1.计算x的前向loss, 反向传播得到梯度；
  对于每步t：
  
  2. 根据embeddign矩阵计算的梯度计算出r, 并加到当前embedding上，相当于x+r；
  
  3. t如果不是最后一步，将梯度归0， 根据（2）的x+r计算前后向并得到梯度
  
  4. t是最后一步，恢复1的梯度，计算最后的x+r并将梯度累加到(1)上

5.将embedding恢复为（1）时的embedding；

6.根据（4）的梯度对参数进行更新。

In [15]:
from extra_loss import *
from extra_optim import *
from extra_fgm import *
from extra_pgd import *
from transformers import AdamW
from tqdm import trange


def train(config, id2label, train_dataloader, val_dataloader):
  nezha_config = NeZhaConfig.from_pretrained(config['model_path'])
  nezha_config.output_hidden_states = True
  nezha_config.num_labels = len(id2label)

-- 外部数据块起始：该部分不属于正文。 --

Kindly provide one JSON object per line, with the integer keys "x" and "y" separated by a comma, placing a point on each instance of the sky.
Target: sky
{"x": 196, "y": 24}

  model = build_model(config['model_path'], nezha_config, config['head'])                                    

  

  # 得到模型的参数
  optimizer_grouped_parameters = model.parameters()
  # 定义一个基优化器
  optimizer = AdamW(model.parameters(), lr= config['learning_rate'])
  # Lookahead要有一个基优化器， k=5, alpha=1
  optimizer = Lookahead(optimizer, 5, 1)
  total_steps = config['num_epochs'] * len(train_dataloader)
  # 每调用warmup_steps次， 对应的学习率就会调整一次
  lr_scheduler = WarmupLinearSchedule(optimizer, warmup_steps = int(config['learning_rate'] * total_steps), t_total = total_steps)
  
  model.to(config['device'])                                                                 


### ----- adversarial -------#
  if config['adv'] == 'fgm':
    fgm = FGM(model)
  else:
    pgd = PGD(model)
    K = 3
### ----- adversarial -------#

  epoch_iterator = trange(config['num_epochs'])
  global_steps = 0
  train_loss = 0.
  logging_loss = 0.

  for epoch in epoch_iterator:
    train_iterator = tqdm(train_dataloader, desc='Training', total=len(train_dataloader))
    model.train()
    for batch in train_iterator:
      batch = {item: value.to(config['device']) for item, value in batch.items()}
      # 计算x的前项loss
      loss = model(**batch)[0]
      model.zero_grad()
      # 反向传播得到梯度
      loss.backward()

### ----- adversarial -------#
      if config['adv'] == 'fgm':
        # 计算x+r的前向loss, 反向传播得到梯度，然后累加到(1)的梯度上；
        fgm.attack(epsilon = config['eps'])
        # 计算x+r的前向loss
        loss_adv = model(**batch)[0]
        # 反向传播得到梯度，然后累加到(1)的梯度上；
        loss_adv.backward()
         #将embedding恢复为（1）时的embedding；
        fgm.restore()
      else:
        pgd.backup_grad()
        for t in range(K):
          fgm.attack(epsilon=config(['eps'], alpha=config['alpha'], is_first_attack=(t == 0)))
          if t != K - 1:
            model.zero_grad()
          else:
            pgd.restore_grad()
          loss_adv = model(**batch)[0]
          loss_adv.backward()
        pgd.restore()
### ----- adversarial -------#

      optimizer.step()
      lr_scheduler.step()

      train_loss += loss.item()
      global_steps += 1

      if global_steps % config['logging_step'] == 0:
        print_train_loss = (train_loss - logging_loss) / config['logging_step']
        logging_loss = train_loss
        avg_val_loss, f1 = evaluation(config, model, val_dataloader)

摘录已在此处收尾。